Government Pension Plans – CPP, OAS, Social Security
The belief that one’s retirement can be adequately funded through government payouts and public pension plans is a myth. Canada Pension Plan or US-sponsored Government plans will not provide enough. Indeed, these payments will certainly help with your retirement. They will not substantially replace your income unless you are already on the poverty line. For example, in Canada, if you were making $50,000 a year, you can expect around $17,000 from the CPP and OAS per year. This is roughly about 35% of your current income. This is a massive drop in income if you have no other income to rely on.
Company-Sponsored Pension Plans
If you are lucky enough to have a company-sponsored pension plan, you are well ahead of most consumers who do not. Employees are encouraged to request an estimate of their pension plans when they retire if they maintain current contributions. There are many different types of plans, so it is important to review the details. Speak with the benefits group to understand what your payments will be. The most common are “defined benefit plans” and “defined contribution plans.”
Do You Need All of Your Income in Retirement
The theory that one needs 70 percent to 80 percent of their pre-retirement income is just that—a theory. It is a good starting number to aim for since many of your expenses will be lower during retirement. For example, you will no longer need to contribute to unemployment and pension plans, which can cause a significant drop in requirements. Also, you are no longer going to work, so any expenses associated with travel to work are also not required.
However, you have to do something, and many people like to travel and pursue some of the activities you never had time to do while working. The best approach is to make a list and a budget of ongoing expenses and outline what you want to do during retirement. Whether hiking or cruising, you will need money to do these things. You will soon know whether you have enough money or not.
Is $1 Million Enough
The “magic” 1 million dollar assumption is just an assumption. It depends on your lifestyle and when you plan to retire. Someone who retires at 65 and does not plan any major travel or expensive projects may find that $1 million is more than enough. While retiring at 55 and planning major trips every year, they may find that they will need more funds. Again, prepare a budget and plan out your expenses vs. your income. For example, you can withdraw $50,000 20 to 22 times, depending on interest rates, before the $1 million is gone.
Five Percent Withdrawal Plans
Using four percent to five percent of accumulated savings annually during retirement is a pretty common approach. If your investments earn more than 5%, they will likely last during your retirement. If they earn less than 5%, they will decrease each year, and you may run out. Focus on good-quality income-earning investments to avoid running out of funds.
Delayed Retirement
Planning to delay retirement and continue contributing to your savings plans is always a good idea in order to afford retirement. Even delaying retirement by two years can make a huge difference in your assets and help ensure that your investments last longer.
So, How Much is Enough?
There are many considerations when it comes to planning one’s retirement, and consumers are urged to develop different scenarios and evaluate how much money they will have for retirement.
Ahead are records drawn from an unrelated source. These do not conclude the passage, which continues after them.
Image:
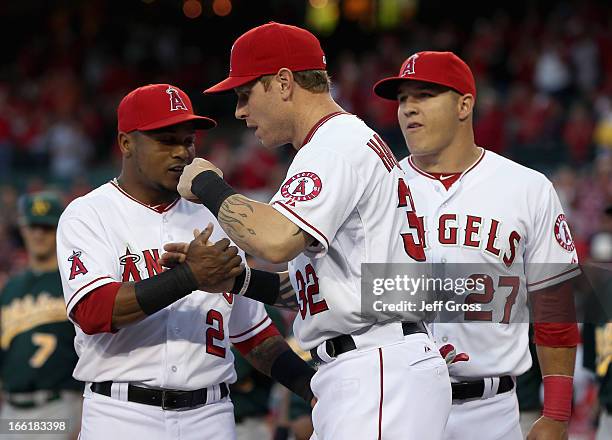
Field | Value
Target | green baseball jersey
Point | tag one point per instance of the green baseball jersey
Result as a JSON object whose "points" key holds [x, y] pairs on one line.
{"points": [[528, 384], [597, 340], [36, 339], [251, 392]]}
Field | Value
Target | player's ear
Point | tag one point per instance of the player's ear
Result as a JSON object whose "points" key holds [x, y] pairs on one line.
{"points": [[126, 144], [465, 106], [285, 82]]}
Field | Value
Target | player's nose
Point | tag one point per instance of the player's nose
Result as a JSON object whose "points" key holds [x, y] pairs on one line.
{"points": [[181, 151], [408, 108], [241, 110]]}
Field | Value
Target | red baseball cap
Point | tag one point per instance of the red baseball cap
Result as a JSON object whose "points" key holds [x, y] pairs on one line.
{"points": [[266, 49], [444, 68], [156, 106]]}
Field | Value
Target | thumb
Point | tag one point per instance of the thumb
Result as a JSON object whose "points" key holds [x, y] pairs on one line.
{"points": [[205, 234]]}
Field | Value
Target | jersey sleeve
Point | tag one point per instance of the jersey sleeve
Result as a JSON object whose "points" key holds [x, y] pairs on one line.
{"points": [[320, 191], [550, 256], [249, 324], [84, 258]]}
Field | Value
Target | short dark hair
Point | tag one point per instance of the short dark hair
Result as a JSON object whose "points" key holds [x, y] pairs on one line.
{"points": [[315, 81]]}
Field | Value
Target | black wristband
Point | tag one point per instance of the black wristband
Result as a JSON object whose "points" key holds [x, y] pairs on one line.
{"points": [[238, 282], [263, 286], [281, 433], [158, 292], [212, 190], [290, 370]]}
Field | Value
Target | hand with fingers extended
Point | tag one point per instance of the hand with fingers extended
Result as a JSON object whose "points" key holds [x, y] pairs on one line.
{"points": [[214, 265], [450, 355]]}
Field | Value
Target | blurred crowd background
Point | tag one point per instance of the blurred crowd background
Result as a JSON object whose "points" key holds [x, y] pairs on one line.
{"points": [[543, 71]]}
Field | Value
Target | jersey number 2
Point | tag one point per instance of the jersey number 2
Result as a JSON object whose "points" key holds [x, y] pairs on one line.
{"points": [[414, 249], [214, 317], [307, 288]]}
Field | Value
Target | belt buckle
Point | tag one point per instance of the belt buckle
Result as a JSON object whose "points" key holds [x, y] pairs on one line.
{"points": [[329, 348], [163, 402]]}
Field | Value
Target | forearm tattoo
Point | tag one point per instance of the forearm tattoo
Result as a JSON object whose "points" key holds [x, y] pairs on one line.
{"points": [[263, 355]]}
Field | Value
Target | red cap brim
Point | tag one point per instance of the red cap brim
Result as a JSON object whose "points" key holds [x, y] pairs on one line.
{"points": [[200, 122], [230, 83]]}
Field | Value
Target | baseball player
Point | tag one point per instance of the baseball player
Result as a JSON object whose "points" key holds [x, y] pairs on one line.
{"points": [[483, 208], [154, 350], [37, 353], [337, 208]]}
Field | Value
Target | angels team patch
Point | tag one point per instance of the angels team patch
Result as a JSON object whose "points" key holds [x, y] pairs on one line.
{"points": [[302, 187], [562, 234]]}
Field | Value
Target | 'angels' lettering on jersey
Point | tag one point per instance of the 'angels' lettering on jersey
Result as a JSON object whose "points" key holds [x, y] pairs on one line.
{"points": [[507, 221], [109, 237]]}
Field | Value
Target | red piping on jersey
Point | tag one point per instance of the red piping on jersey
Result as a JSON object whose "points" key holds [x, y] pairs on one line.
{"points": [[88, 284], [304, 221], [251, 329], [321, 121], [411, 163], [552, 278], [160, 209], [381, 395]]}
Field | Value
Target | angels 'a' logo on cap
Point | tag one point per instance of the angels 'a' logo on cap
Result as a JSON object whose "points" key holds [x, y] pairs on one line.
{"points": [[40, 207], [409, 67], [176, 102], [302, 187], [562, 234]]}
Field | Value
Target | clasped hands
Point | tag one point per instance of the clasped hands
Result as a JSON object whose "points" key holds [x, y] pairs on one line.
{"points": [[190, 172], [214, 265]]}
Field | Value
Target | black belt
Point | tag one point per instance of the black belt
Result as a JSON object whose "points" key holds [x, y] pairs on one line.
{"points": [[167, 399], [475, 389], [343, 343]]}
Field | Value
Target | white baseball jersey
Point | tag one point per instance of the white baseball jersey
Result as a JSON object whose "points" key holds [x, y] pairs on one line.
{"points": [[508, 217], [108, 236], [345, 188]]}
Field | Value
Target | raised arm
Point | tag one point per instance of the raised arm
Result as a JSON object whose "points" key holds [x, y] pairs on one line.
{"points": [[255, 227]]}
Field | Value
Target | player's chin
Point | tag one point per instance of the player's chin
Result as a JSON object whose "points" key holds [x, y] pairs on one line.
{"points": [[170, 183]]}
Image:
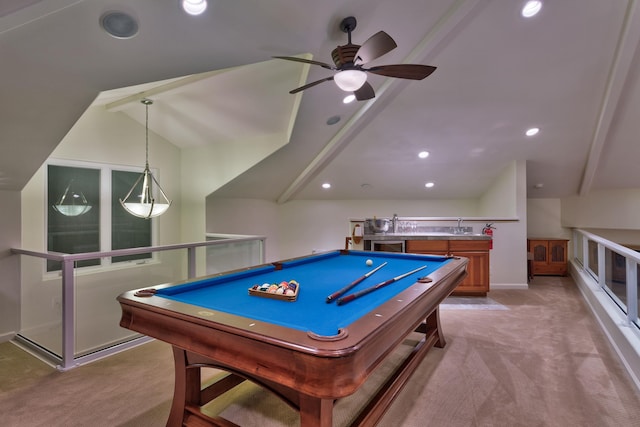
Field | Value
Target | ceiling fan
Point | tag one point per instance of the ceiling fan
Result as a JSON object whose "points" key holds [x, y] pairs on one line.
{"points": [[349, 59]]}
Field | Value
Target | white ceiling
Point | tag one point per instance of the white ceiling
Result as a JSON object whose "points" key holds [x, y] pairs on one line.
{"points": [[573, 71]]}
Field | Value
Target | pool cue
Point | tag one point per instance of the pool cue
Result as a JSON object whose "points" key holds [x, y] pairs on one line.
{"points": [[358, 294], [336, 294]]}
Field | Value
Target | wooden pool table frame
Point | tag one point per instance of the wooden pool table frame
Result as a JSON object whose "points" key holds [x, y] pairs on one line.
{"points": [[289, 362]]}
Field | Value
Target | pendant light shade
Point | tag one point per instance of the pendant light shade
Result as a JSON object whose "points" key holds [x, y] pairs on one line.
{"points": [[350, 80], [72, 202], [146, 198]]}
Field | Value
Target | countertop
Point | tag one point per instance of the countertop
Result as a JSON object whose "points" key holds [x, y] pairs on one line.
{"points": [[424, 236]]}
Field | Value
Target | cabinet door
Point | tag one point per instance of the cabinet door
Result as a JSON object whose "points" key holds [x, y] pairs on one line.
{"points": [[549, 256], [558, 257], [435, 247], [477, 282]]}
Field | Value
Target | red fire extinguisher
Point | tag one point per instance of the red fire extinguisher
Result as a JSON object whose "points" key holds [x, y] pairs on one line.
{"points": [[488, 230]]}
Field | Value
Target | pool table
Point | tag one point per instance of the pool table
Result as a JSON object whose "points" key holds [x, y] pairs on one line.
{"points": [[308, 350]]}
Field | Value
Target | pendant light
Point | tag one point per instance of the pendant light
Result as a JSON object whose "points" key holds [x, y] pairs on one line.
{"points": [[140, 200], [72, 202]]}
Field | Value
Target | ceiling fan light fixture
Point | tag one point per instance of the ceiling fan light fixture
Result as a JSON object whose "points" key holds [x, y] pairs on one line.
{"points": [[350, 80], [531, 8], [349, 99]]}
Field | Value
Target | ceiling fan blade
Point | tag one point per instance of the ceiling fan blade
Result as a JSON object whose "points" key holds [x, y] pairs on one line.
{"points": [[306, 61], [307, 86], [375, 46], [365, 92], [403, 71]]}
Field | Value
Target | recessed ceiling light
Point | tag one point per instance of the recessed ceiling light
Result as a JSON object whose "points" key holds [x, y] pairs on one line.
{"points": [[194, 7], [531, 8], [333, 120]]}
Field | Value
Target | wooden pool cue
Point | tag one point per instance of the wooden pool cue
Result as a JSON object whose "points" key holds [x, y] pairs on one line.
{"points": [[358, 294], [336, 294]]}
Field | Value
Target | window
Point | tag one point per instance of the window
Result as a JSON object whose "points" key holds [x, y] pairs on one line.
{"points": [[84, 213]]}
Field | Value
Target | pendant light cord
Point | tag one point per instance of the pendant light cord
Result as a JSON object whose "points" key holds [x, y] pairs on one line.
{"points": [[146, 103]]}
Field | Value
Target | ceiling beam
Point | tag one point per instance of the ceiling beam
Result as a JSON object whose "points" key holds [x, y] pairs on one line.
{"points": [[623, 58], [445, 27], [162, 88]]}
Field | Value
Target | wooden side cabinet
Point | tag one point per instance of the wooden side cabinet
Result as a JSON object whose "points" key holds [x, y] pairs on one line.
{"points": [[549, 256], [477, 281]]}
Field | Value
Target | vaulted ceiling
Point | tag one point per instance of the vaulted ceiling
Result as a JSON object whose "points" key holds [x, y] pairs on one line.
{"points": [[572, 71]]}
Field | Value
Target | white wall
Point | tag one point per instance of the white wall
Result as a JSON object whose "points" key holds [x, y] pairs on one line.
{"points": [[301, 227], [616, 209], [507, 198], [545, 219], [9, 264]]}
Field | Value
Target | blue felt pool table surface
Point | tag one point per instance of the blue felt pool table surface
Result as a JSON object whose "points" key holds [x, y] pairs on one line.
{"points": [[318, 276]]}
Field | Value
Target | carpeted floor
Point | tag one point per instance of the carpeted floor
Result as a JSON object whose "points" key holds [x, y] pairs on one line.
{"points": [[527, 358]]}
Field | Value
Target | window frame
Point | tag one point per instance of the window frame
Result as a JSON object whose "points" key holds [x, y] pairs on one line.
{"points": [[105, 227]]}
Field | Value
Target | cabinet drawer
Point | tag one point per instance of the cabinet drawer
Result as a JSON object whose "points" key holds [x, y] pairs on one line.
{"points": [[427, 246], [468, 245]]}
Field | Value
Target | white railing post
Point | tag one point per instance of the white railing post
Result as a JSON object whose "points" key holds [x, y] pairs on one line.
{"points": [[601, 265], [68, 315], [191, 262], [632, 290]]}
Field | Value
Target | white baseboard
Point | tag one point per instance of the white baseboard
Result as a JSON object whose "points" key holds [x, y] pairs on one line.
{"points": [[8, 336], [509, 286]]}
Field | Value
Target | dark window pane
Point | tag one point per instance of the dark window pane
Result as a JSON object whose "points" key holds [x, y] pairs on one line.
{"points": [[73, 212], [127, 231]]}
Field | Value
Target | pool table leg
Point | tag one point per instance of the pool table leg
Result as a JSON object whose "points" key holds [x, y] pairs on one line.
{"points": [[432, 324], [315, 412], [186, 388]]}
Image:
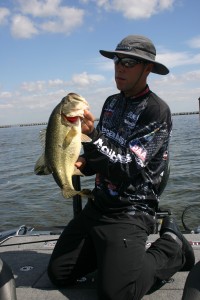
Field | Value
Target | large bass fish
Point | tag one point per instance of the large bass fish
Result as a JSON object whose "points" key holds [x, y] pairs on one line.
{"points": [[63, 143]]}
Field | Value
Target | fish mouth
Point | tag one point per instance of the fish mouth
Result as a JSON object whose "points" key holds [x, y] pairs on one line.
{"points": [[69, 119]]}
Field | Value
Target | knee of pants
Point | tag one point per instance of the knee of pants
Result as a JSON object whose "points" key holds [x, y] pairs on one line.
{"points": [[60, 277]]}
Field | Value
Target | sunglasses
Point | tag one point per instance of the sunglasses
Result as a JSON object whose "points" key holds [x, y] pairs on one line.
{"points": [[126, 62]]}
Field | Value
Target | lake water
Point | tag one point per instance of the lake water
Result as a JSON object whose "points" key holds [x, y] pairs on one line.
{"points": [[37, 201]]}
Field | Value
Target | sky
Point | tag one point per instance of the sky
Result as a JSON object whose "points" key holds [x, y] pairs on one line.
{"points": [[49, 48]]}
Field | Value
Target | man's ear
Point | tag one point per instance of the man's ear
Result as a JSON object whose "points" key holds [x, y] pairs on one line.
{"points": [[149, 67]]}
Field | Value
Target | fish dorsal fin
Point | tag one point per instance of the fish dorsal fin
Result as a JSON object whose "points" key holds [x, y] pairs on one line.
{"points": [[43, 137], [85, 138]]}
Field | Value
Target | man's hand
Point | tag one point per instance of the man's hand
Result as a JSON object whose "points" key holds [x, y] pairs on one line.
{"points": [[80, 164], [87, 122]]}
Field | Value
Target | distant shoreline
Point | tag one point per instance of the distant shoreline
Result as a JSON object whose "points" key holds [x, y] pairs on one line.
{"points": [[45, 123]]}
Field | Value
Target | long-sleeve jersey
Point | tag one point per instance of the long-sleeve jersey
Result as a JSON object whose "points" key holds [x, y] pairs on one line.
{"points": [[129, 152]]}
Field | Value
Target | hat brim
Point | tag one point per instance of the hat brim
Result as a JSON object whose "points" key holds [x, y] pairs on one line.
{"points": [[158, 68]]}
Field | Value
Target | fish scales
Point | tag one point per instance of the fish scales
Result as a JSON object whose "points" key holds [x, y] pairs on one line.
{"points": [[63, 143]]}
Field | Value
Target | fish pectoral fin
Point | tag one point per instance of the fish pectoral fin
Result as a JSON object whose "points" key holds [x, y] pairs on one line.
{"points": [[85, 138], [71, 193], [40, 166], [86, 193], [77, 172]]}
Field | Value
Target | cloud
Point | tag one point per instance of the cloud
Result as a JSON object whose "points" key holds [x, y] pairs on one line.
{"points": [[175, 59], [4, 13], [37, 17], [134, 9], [85, 79], [23, 27]]}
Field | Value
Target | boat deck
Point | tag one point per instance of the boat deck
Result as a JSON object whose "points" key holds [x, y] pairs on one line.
{"points": [[28, 257]]}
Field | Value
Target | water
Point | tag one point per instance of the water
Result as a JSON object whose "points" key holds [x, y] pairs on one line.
{"points": [[36, 200]]}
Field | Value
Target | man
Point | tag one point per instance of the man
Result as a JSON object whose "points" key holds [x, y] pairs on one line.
{"points": [[129, 155]]}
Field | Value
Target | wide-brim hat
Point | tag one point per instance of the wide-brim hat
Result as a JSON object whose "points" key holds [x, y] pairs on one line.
{"points": [[138, 46]]}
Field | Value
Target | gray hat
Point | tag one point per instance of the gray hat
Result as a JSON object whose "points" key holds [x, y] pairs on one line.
{"points": [[138, 46]]}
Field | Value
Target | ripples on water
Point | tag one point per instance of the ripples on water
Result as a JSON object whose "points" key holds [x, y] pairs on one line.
{"points": [[36, 200]]}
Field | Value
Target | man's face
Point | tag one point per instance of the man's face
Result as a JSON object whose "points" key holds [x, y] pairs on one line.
{"points": [[130, 79]]}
The variables you should consider include the following:
- The age at which you wish to retire
- Pension plan income you will receive at retirement
- The type of lifestyle you want to lead
- Your health
- Whether you have outstanding debts going into retirement
- Your expected retirement expenses include housing, food, etc.
- Your current savings in registered and nonregistered accounts
It is important to know your retirement goals and objectives, identify your sources of retirement income, and start planning as early as possible. Review your plan at least once per year and more often if you have a major change in your life. These changes can include – loss of job, death in the family, moving, and, of course, retirement.
You may find that your retirement goals and lifestyle choices change over time, and consequently, the amount of money you need will change.